Evaluating AI work - FlatNine Blog

Running 18 AI agents across an organization sounds impressive until you ask: how do you know they are doing a good job?

We have been building FlatNine Ensemble - a system where AI agents handle everything from security monitoring to content creation, from SEO analysis to customer support. Each agent learns, proposes work, and executes tasks autonomously. But autonomy without accountability is just chaos.

So we built an automated quality scoring system. Here is how it works and what we learned from scoring 100 real agent interactions.

The Problem

When you have AI agents responding to users, processing data, and making decisions 24/7, you cannot manually review every output. Traditional QA does not scale. You need the AI to evaluate itself - but in a way that actually catches problems.
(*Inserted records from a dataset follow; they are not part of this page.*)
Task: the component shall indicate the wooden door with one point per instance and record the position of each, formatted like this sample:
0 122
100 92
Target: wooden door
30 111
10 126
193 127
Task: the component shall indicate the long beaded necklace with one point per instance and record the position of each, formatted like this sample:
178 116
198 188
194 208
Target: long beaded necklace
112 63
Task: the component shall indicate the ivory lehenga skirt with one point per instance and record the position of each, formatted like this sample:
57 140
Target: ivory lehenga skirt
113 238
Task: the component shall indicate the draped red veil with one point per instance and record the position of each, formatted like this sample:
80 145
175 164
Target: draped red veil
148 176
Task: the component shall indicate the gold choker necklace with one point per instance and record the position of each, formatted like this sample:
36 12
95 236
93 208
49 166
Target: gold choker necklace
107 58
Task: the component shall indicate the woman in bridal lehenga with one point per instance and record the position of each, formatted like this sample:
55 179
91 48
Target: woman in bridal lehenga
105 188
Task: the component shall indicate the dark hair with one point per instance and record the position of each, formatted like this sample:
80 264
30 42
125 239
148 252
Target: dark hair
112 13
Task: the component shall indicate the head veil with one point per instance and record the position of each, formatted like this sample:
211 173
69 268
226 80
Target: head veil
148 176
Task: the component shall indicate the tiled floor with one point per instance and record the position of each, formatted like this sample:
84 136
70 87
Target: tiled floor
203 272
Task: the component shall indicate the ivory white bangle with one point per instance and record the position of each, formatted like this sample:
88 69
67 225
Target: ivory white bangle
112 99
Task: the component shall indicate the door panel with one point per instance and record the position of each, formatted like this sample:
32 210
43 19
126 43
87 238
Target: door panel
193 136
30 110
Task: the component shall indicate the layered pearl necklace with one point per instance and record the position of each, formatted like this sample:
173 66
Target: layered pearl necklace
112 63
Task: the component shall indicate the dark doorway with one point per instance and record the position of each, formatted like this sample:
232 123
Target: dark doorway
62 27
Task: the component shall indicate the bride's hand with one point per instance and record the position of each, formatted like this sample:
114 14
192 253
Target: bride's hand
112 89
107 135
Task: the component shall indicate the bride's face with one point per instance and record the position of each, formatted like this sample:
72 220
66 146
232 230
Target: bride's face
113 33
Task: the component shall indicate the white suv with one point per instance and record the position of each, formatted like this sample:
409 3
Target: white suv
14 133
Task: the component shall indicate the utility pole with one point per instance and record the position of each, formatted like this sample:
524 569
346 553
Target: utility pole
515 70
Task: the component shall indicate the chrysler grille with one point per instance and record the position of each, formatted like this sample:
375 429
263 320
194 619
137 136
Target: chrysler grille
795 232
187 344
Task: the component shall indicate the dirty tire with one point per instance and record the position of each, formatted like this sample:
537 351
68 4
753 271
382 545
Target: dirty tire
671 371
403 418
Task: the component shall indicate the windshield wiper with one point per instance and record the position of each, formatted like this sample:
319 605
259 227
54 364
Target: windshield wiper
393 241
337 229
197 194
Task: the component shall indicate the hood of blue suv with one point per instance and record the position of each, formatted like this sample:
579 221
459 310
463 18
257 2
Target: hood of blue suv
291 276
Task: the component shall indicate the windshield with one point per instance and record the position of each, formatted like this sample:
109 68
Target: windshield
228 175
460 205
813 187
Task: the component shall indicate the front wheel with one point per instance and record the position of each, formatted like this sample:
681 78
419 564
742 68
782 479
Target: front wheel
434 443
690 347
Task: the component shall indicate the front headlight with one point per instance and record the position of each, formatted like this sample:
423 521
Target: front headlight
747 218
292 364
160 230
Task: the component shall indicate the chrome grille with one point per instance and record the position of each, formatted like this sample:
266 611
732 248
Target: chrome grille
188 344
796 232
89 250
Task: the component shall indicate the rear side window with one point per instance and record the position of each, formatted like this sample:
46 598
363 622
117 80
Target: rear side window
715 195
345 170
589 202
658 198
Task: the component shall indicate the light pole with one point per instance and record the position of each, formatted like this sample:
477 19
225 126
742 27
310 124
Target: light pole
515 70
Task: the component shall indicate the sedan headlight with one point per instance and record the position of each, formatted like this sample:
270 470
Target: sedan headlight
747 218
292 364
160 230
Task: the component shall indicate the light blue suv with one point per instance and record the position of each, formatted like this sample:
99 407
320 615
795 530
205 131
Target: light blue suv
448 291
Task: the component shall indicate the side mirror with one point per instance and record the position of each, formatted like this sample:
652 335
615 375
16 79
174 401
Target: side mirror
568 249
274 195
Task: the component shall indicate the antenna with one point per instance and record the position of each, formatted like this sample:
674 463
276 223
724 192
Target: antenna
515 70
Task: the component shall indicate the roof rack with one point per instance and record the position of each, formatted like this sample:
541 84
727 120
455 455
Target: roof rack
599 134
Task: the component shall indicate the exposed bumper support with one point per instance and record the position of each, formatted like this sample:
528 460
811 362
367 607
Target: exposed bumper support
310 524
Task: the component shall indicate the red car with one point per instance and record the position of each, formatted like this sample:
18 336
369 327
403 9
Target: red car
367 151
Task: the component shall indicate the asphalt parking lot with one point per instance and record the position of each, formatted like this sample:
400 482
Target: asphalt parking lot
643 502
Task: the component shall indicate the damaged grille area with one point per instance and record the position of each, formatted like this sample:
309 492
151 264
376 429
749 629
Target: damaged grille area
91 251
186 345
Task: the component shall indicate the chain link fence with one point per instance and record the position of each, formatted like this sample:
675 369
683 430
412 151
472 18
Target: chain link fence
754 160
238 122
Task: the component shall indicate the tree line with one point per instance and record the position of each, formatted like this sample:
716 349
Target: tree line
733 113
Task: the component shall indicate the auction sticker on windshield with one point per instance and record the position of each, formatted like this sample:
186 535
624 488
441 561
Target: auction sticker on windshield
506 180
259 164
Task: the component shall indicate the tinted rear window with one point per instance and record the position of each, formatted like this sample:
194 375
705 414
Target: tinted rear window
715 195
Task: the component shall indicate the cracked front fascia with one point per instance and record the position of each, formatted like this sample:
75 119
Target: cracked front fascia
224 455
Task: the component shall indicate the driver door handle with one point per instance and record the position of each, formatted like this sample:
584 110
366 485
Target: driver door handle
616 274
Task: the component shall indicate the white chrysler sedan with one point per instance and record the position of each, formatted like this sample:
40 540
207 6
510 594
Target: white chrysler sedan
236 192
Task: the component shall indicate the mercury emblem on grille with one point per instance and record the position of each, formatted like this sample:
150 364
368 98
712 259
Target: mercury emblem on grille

The failure modes we were seeing:

Hallucinated data - agents confidently stating incorrect facts, URLs, or prices
Non-answers - verbose responses that sound helpful but do not actually answer the question
Wrong context - responding to what the agent thinks you asked rather than what you actually asked
Overkill - three paragraphs when a sentence would do

The Solution: Automated Quality Scoring

Every agent response now goes through a lightweight quality check. Here is the architecture:

Agent responds to a user message (via Telegram, API, etc.)
Background worker fires asynchronously - does not slow down response delivery
A cheap, fast model (GPT-4.1-nano, costing roughly $0.001 per score) evaluates the response on a 1-10 scale
Score and issues are logged to a database table
Low scores (below 6) trigger self-correction - feedback is written directly to the agent's memory file

The key insight: the scoring model is different from the responding model. We use the cheapest possible model to judge the most expensive one. It does not need to be a genius to spot hallucinated URLs or non-answers.

What the Scorer Checks

The quality scorer evaluates each response against five criteria:

Accuracy - Did the agent hallucinate any URLs, names, prices, or facts?
Relevance - Did it actually answer what was asked?
Conciseness - Is the response appropriately sized for the question?
Tone - Does it match the channel (Telegram vs. email vs. API)?
Completeness - Did it provide everything needed, or cut off early?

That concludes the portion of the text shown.